De quoi aiguiser encore plus la curiosité sur ces deux frères. Mais le voile de discrétion qui entoure la collection Meiyintang s’étend aussi à l’entreprise familiale. Le nom de Zuellig est inconnu du grand public en Suisse. The Zuellig Group, 12 milliards de dollars de chiffre d’affaires et 10 000 employés dans 19 pays, a son siège à Hongkong. Le site internet du groupe donne une version sans accroc de l’histoire de l’expansion de cette multinationale devenue un géant du marché pharmaceutique en Asie, mais active aussi dans les aliments pour animaux et les équipements agricoles. Le groupe est dirigé depuis 2004 par William L. Meaney, qui avait fait un bref passage à la direction de la compagnie aérienne Swiss. Gilbert et Stephen apparaissent brièvement en 1999 et 2000 dans la liste annuelle établie par Bilanz des 300 personnes les plus riches de Suisse, dans la catégorie des fortunes de 300 à 400 millions de francs. Refusant systématiquement les interviews, on ne retrouve aucune déclaration des membres de la famille dans les médias suisses au cours des dernières années. Editée à Singapour en 2009, une bibliographie autorisée de Stephen Zuellig – A Sense of Balance – n’est pas disponible en Suisse.

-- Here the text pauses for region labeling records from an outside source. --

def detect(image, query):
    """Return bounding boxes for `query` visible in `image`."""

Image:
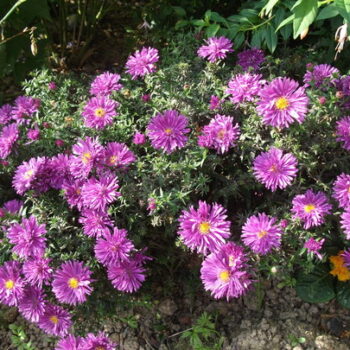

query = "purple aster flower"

[23,257,53,288]
[304,64,339,88]
[7,215,46,259]
[38,304,72,337]
[225,73,265,103]
[81,176,121,211]
[178,201,231,254]
[209,95,223,110]
[197,36,233,62]
[107,258,146,293]
[241,213,282,255]
[18,286,46,322]
[69,137,103,178]
[340,207,350,239]
[126,47,159,79]
[90,72,123,96]
[257,78,309,129]
[95,228,135,266]
[0,261,25,306]
[132,132,146,145]
[0,104,12,125]
[79,209,113,237]
[79,332,117,350]
[0,123,19,159]
[304,237,325,260]
[103,142,136,169]
[336,116,350,151]
[3,199,24,214]
[81,96,119,129]
[147,110,190,154]
[253,148,298,191]
[237,47,265,71]
[11,96,40,124]
[201,242,252,301]
[55,334,82,350]
[292,190,332,229]
[198,114,240,154]
[333,173,350,208]
[52,261,93,305]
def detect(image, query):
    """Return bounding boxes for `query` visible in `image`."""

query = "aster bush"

[0,34,350,349]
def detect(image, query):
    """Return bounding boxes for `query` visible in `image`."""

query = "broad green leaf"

[292,0,318,39]
[295,264,335,303]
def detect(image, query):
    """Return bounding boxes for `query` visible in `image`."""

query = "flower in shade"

[0,261,25,306]
[336,116,350,151]
[237,47,265,71]
[81,96,119,129]
[209,95,223,110]
[3,199,23,214]
[132,131,146,145]
[147,110,190,154]
[292,190,332,229]
[79,209,113,237]
[23,257,53,288]
[333,173,350,208]
[257,78,309,129]
[0,123,19,159]
[126,47,159,79]
[18,286,46,322]
[329,250,350,282]
[197,36,233,62]
[95,228,134,266]
[81,176,121,211]
[79,332,117,350]
[304,237,325,260]
[7,215,46,258]
[103,142,136,169]
[55,334,82,350]
[340,207,350,239]
[107,257,146,293]
[198,114,240,154]
[90,72,123,96]
[0,104,12,125]
[225,73,265,103]
[304,64,339,88]
[52,260,93,305]
[38,304,72,337]
[201,242,252,300]
[11,96,40,123]
[178,201,231,254]
[69,137,103,178]
[241,213,282,255]
[253,148,298,191]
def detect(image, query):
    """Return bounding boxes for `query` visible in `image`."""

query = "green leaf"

[295,264,335,303]
[336,281,350,309]
[205,24,220,38]
[292,0,318,39]
[315,4,339,21]
[334,0,350,23]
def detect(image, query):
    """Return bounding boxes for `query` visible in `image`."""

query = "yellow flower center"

[275,97,289,110]
[304,204,316,213]
[95,108,106,118]
[219,270,230,282]
[199,221,210,235]
[50,315,58,324]
[5,280,15,289]
[81,152,91,164]
[258,230,267,238]
[164,128,173,135]
[68,277,79,289]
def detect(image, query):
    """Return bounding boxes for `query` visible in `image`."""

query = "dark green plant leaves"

[296,264,335,303]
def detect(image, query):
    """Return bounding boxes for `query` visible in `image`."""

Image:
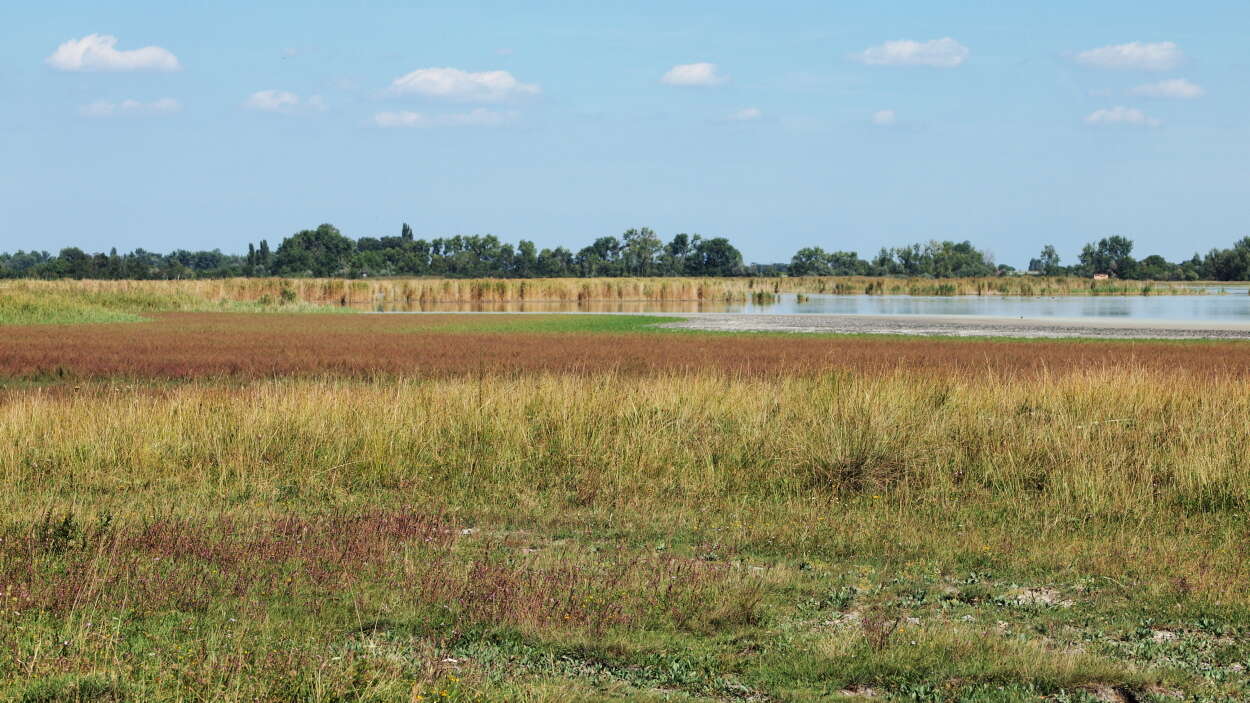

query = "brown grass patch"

[0,313,1250,379]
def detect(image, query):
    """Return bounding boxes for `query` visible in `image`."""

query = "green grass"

[381,313,694,334]
[0,369,1250,703]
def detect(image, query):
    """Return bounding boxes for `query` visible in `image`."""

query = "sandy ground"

[663,313,1250,339]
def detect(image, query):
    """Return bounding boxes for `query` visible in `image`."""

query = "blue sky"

[0,0,1250,266]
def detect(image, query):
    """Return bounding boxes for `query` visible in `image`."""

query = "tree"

[1029,244,1060,276]
[274,224,356,276]
[623,228,664,275]
[1203,236,1250,280]
[790,246,830,276]
[1080,235,1138,279]
[686,236,743,276]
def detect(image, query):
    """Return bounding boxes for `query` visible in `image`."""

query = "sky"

[0,0,1250,268]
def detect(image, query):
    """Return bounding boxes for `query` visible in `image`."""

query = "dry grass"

[0,313,1250,380]
[0,313,1250,703]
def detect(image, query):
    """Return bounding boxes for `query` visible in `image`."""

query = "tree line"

[0,224,1250,280]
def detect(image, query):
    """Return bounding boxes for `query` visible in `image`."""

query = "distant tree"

Les deux frères, nés à Manille, mais qui avaient les deux étudié l’économie à l’Université de Zurich, ont pourtant toujours gardé des liens avec la Suisse. Le domaine Meienberg à Jona – un château qu’habite encore Stephen Zuellig quand il est au pays, une maison de maître et de vastes jardins – est le havre de la famille depuis 1912. Il a été acheté par le grand-père des collectionneurs. Une plaquette consacrée au domaine est l’une des rares traces des Zuellig trouvées à la Bibliothèque universitaire de Zurich. Stephen, en 1984, y signe un court article qui montre son souci de conserver l’ensemble avec le plus de cohérence possible.

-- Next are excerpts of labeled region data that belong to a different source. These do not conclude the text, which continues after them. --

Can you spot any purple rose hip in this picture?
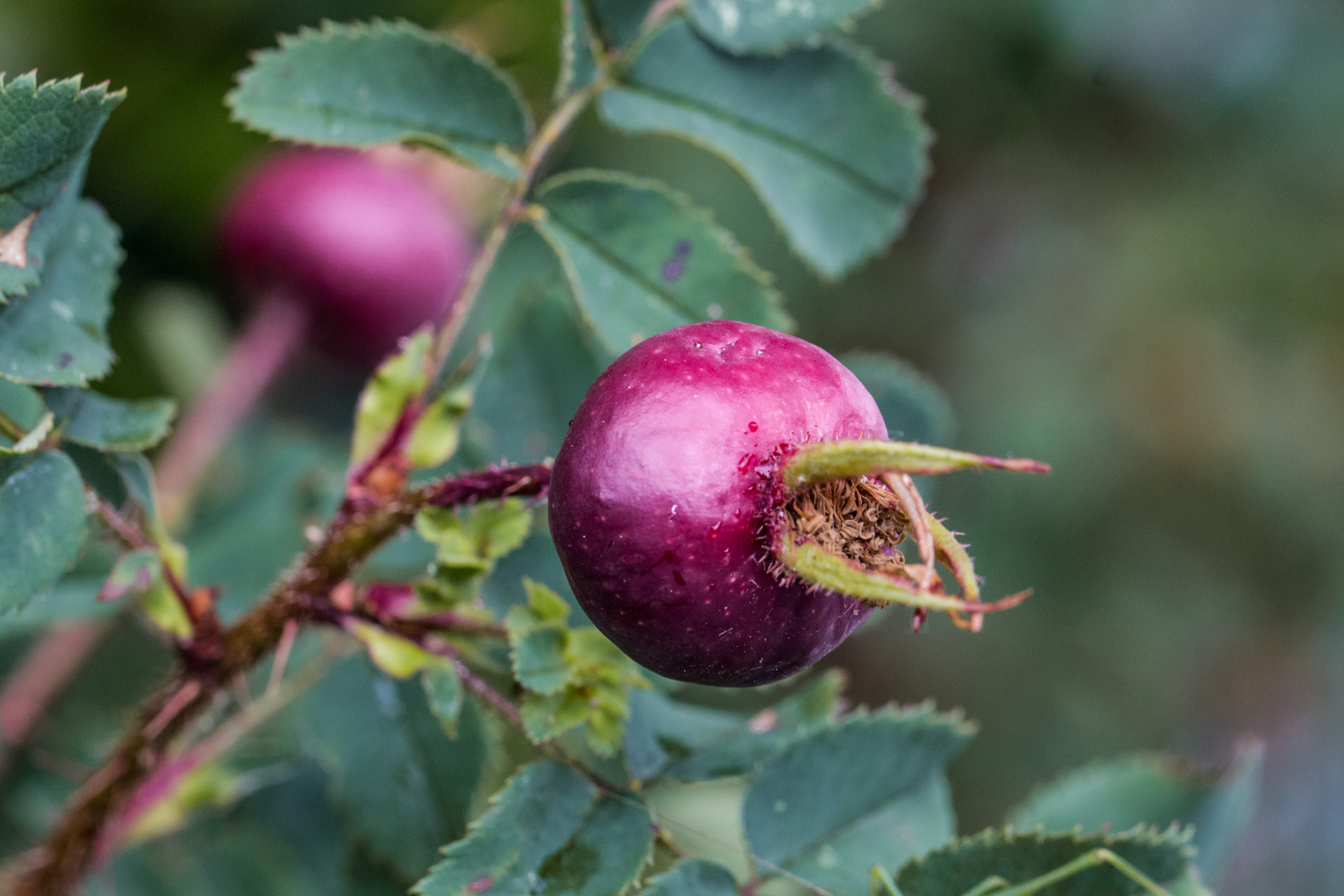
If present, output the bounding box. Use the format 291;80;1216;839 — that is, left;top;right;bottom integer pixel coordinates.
221;148;475;367
550;321;1042;686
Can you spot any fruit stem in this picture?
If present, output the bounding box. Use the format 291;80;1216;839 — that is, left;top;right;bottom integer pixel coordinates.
427;80;606;391
154;288;308;529
780;439;1049;490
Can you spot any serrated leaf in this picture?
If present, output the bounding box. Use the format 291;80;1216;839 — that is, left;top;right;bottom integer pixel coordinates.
625;669;844;782
533;171;793;358
303;657;485;880
840;352;956;445
0;370;47;430
598;19;930;278
0;411;56;455
538;799;653;896
687;0;882;54
642;859;738;896
0;153;89;305
555;0;600;102
227;20;531;178
416;499;533;608
0;202;121;386
590;0;656;50
46;387;178;451
897;827;1190;896
789;771;957;896
349;326;434;466
1008;744;1262;885
0;451;85;612
98;548;163;601
414;762;598;896
505;580;649;757
421;662;464;738
742;704;975;894
0;71;126;231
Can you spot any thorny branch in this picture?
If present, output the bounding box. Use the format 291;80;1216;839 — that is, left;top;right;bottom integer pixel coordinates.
12;465;551;896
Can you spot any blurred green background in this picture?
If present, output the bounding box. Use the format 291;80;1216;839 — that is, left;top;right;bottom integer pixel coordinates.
0;0;1344;896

Le maître des lieux était prêt il y a quelques années à ouvrir le parc au public; une fondation alimentée par les revenus d’une parcelle à bâtir en aurait assuré l’entretien. Les plans ont échoué suite à l’opposition de voisins. Benedikt Würth, président de la ville de Rapperswil-Jona, a eu dans ses fonctions des contacts réguliers avec Stephen Zuellig, «un homme à l’esprit vif avec qui j’ai toujours eu des discussions très animées sur tous les thèmes». A-t-il pu voir la fameuse collection, dont on suppose qu’elle serait abritée quelque part dans le château? «Non», dit Benedikt Würth. A-t-il eu une légère hésitation avant de répondre? Chaque personne autorisée à découvrir ces trésors est-elle tenue au secret? L’imagination galope, ouvrant la voie à toutes les spéculations.

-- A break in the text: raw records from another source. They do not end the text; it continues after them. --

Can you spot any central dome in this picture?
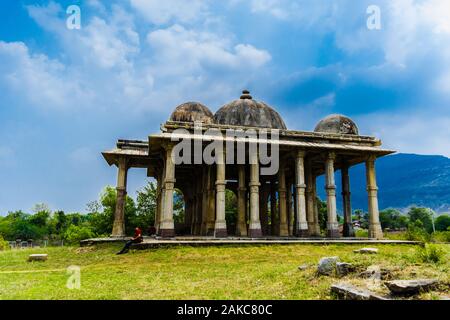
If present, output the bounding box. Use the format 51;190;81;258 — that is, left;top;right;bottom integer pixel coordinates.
214;90;286;129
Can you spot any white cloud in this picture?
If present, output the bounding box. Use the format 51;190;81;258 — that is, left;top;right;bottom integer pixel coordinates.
147;25;271;75
354;110;450;157
0;41;84;108
130;0;208;25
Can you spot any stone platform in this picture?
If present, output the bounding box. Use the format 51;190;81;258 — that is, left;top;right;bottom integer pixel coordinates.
80;236;421;249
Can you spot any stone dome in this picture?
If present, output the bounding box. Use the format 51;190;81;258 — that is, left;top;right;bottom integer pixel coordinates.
314;114;359;135
214;90;286;129
169;102;214;123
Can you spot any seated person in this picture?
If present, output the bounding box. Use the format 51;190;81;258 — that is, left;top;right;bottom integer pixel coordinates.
117;227;144;254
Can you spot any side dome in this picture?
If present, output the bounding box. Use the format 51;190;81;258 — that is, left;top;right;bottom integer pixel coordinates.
214;90;286;130
169;102;214;123
314;114;359;135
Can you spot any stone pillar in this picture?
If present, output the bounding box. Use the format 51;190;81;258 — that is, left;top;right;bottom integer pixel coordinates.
325;152;340;238
259;183;269;236
194;168;203;236
111;158;128;237
214;150;227;238
270;180;279;236
201;167;209;236
248;153;262;238
184;196;193;233
341;165;355;237
313;181;321;236
236;164;247;237
306;161;319;236
206;166;216;236
155;170;164;234
160;145;175;237
295;150;309;237
287;182;295;236
366;155;383;239
278;163;289;237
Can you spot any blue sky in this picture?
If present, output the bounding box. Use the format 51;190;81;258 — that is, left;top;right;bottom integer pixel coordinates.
0;0;450;214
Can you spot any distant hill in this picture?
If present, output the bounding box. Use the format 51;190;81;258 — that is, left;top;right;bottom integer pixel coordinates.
318;153;450;212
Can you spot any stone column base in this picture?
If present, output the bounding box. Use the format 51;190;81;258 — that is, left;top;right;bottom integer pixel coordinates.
280;223;289;237
369;223;383;239
236;222;247;237
159;229;175;238
295;229;310;238
344;223;355;237
248;229;262;238
327;229;341;238
214;229;228;238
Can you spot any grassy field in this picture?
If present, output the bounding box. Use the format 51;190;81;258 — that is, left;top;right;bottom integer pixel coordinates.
0;245;450;299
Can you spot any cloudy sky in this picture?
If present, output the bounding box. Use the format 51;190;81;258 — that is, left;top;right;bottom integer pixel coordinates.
0;0;450;214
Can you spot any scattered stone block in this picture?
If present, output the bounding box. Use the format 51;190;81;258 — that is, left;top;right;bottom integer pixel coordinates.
298;264;309;271
353;248;378;254
359;265;392;280
317;257;339;276
28;253;48;261
336;262;355;277
331;283;390;300
384;279;438;295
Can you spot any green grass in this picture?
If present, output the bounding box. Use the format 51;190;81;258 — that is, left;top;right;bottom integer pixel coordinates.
0;245;450;299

Comme sur les raisons qui ont pu pousser Stephen Zuellig à se séparer de pièces rassemblées avec passion et discernement depuis des décennies. Le besoin de liquidités ne devrait jouer aucun rôle. La famille Zuellig, qui finance une fondation portant son nom destinée à améliorer les conditions de santé des personnes les plus démunies aux Philippines, vient de verser une somme importante pour de nouveaux projets.

On comprend que, pour Sotheby’s, cette sélection choisie de la fameuse collection Meiyintang à Hongkong est une occasion unique. «Il y a peu de collections si cohérentes, elle a été composée autant avec le cœur qu’avec la tête. Ce n’est pas juste une chasse aux trophées, il y a aussi des petits objets qui ont un charme particulier, comme une paire de rince-pinceaux où l’on reconnaît l’œil du collectionneur», explique Nicolas Chow.

La maison de vente d’art estime que le montant total des ­enchères peut atteindre 120 millions de dollars. «Les Chinois de Chine populaire, entrés à la fin des années 1990 sur le marché, sont très friands d’objets impériaux. Leur appétit a fait monter les prix et redynamisé le marché. Il est en ce moment très équilibré, avec des acheteurs venant de ­toutes les parties du monde. Mais il ne faut pas tomber dans le ­cliché du Chinois nouveau riche. Les collectionneurs ont peut-être moins de profondeur, parce qu’ils débutent, mais ils ap­prennent vite», précise Nicolas Chow

«Les prix vont flamber. Aucun musée ne pourra se porter acquéreur, sauf si un grand mécène ou un groupe de mécènes se mettent sur les rangs, mais le délai pour se mobiliser était très court», déclare Monique Crick, directrice de la Fondation Baur à Genève. Elle ne cache pas une certaine tristesse: «En tant que représentante d’un musée, je regrette cette dispersion et la perte d’une partie de l’âme de la collection.»